Who would have thought the Singularity could happen as a side effect of Siri's difficulty booking a table at a restaurant for the next free night on your schedule. It might, as Apple's next virtual assistant Viv may be able to "teach" itself to perform new tasks, eventually making itself smarter and smarter -- more like the AI depicted in "Her" and less like a simple voice-activated program.

Apple has been putting a small team on the task of creating an advanced artificial intelligence (AI) for its next generation of personal assistant software. And according to "Wired" -- which published an exclusive feature on the project and its competitors -- Apple's not alone.

The next generation of Apple's personal assistant software may be called "Viv," and it may be able to teach itself to learn new capabilities like a real AI. "Siri is chapter one of a much longer, bigger story," said Dag Kittlaus, who helped create Siri and is one of the team members working in a small startup called Viv Labs, to "Wired."

The problem with Siri as a personal assistant is that, behind the advanced language recognition and personable voice, it's still essentially an old-fashioned piece of coded software -- software that can do what it's programmed to do and nothing beyond. So, for example, Siri can book a restaurant reservation using the integrated OpenTable software, and it can check your calendar to see when you're free, but it can't book a table for the next evening you're free. To gain that capability, or an endless iteration of other useful tasks, like booking a flight or hotel room, Siri would have to be programmed to be able to do it.

Viv Labs -- whose website boasts the tagline "The Global Brain" -- is working on an assistant that would learn to do novel tasks by generating its own code as it needs to. The key to making it work is to give Viv access to as much data as possible, and then have "her" break down the natural language in novel queries or commands into distinct pieces that Viv can understand and look up, and then combine into an intelligent action that satisfies the request. Wired gives this example:

"'Give me a flight to Dallas with a seat that Shaq could fit in.' Viv will parse the sentence and then it will perform its best trick: automatically generating a quick, efficient program to link third-party sources of information together-say, Kayak, SeatGuru, and the NBA media guide-so it can identify available flights with lots of legroom. And it can do all of this in a fraction of a second."

Besides the concept and coding involved, a system like Viv would need a "boundless brain" that could quickly be trained to access specific databases and apps based on the real-world spoken language that refers to them. It's one of the three pillars, or principles, described by Viv's creators to "Wired": "Viv will be taught by the world, it will know more than it is taught, and it will learn something every day."

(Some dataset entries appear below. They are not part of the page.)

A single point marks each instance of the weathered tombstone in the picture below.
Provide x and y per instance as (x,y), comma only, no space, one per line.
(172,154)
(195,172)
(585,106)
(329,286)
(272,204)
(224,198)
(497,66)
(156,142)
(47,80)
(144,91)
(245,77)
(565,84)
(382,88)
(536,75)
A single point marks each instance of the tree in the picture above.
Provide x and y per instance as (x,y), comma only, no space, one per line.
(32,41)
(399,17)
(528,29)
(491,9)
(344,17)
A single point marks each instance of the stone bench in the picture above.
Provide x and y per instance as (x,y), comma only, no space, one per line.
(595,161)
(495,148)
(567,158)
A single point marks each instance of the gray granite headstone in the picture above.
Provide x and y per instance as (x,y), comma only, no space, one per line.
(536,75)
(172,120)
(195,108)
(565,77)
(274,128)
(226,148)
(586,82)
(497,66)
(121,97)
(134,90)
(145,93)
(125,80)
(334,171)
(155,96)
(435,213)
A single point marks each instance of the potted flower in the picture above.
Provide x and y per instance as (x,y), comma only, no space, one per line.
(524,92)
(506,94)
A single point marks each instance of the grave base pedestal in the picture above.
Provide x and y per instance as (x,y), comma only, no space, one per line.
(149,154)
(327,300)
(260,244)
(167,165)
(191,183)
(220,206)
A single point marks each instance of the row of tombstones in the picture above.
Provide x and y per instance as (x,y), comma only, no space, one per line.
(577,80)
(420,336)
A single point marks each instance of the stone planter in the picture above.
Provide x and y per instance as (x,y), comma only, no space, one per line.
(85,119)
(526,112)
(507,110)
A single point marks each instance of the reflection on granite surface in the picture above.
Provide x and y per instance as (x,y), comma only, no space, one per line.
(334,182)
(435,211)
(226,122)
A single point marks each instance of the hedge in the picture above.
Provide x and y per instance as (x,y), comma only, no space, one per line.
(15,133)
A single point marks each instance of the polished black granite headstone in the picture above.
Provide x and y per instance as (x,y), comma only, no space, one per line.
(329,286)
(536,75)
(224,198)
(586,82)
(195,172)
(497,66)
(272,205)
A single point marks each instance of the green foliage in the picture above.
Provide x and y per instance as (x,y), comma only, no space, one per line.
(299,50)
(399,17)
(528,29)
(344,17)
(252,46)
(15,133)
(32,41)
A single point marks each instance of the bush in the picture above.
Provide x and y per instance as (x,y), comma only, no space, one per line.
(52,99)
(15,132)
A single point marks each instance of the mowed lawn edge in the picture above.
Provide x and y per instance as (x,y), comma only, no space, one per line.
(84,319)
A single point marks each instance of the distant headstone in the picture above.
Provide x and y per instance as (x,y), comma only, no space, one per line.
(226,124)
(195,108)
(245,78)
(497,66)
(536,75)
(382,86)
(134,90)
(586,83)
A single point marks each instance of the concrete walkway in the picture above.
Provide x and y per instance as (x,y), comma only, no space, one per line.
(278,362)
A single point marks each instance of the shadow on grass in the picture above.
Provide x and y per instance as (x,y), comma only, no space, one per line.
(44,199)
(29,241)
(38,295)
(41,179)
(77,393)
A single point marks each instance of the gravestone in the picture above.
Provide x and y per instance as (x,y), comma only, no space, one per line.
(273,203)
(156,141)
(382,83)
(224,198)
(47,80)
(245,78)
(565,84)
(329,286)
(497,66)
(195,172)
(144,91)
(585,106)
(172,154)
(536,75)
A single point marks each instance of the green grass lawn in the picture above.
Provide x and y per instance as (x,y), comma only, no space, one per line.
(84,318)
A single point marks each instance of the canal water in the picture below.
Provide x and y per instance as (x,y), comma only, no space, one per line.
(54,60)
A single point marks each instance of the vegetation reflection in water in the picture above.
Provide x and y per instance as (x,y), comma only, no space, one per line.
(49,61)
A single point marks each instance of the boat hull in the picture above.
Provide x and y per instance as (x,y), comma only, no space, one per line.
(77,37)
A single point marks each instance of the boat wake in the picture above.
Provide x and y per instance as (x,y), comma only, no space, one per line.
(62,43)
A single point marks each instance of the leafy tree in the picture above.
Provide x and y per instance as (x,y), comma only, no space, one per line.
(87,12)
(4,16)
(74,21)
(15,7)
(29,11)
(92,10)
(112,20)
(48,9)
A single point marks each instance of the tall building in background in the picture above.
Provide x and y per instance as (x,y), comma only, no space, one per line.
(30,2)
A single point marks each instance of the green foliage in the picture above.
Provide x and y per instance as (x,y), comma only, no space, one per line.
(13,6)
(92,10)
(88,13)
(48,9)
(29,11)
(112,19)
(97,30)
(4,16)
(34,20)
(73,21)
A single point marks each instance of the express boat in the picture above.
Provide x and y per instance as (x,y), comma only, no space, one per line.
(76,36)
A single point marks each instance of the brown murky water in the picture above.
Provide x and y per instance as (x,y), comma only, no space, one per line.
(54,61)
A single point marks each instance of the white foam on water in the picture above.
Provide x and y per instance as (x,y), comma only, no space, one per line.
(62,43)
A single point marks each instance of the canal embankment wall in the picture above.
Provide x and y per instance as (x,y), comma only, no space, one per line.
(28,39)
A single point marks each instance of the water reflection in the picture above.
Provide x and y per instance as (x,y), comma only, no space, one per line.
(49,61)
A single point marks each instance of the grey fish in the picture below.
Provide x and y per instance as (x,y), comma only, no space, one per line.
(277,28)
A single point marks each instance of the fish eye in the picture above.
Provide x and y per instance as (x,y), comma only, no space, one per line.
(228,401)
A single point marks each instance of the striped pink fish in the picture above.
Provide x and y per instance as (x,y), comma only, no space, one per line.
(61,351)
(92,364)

Those pillars basically describe the principle behind theoretical AI. The more users interact with the AI, the smarter it will become. Kittlaus is optimistic enough about the prospect that he sees a future scenario that could have been a scene from Spike Jonze's recent human/AI love story, "Her":

You're outside a dive bar at closing time. Viv "recognizes" your location and time -- and through the phone's accelerometers -- that you're holding the iPhone unsteadily. Without much more input than a phrase like "I'm drunk," Viv calls up your preferred car service to the bar and tells the driver "herself" the address to take you home to. (Note to Apple: try to get Scarlett Johansson to be the voice of Viv.)

If Viv sounds like a rare Apple moonshot project, it's not the only company working on a big leap in AI. Google recently bought a company called DeepMind and has worked with the likes of Ray Kurzweil at its headquarters, and Facebook is working on a so-called "deep-learning" project as well. And don't forget IBM, whose database-connected, natural language-processing brainbot Watson trounced the human world champion, Ken Jennings, at Jeopardy, causing him to personally welcome "our new computer overlords" when the last game's fate was sealed.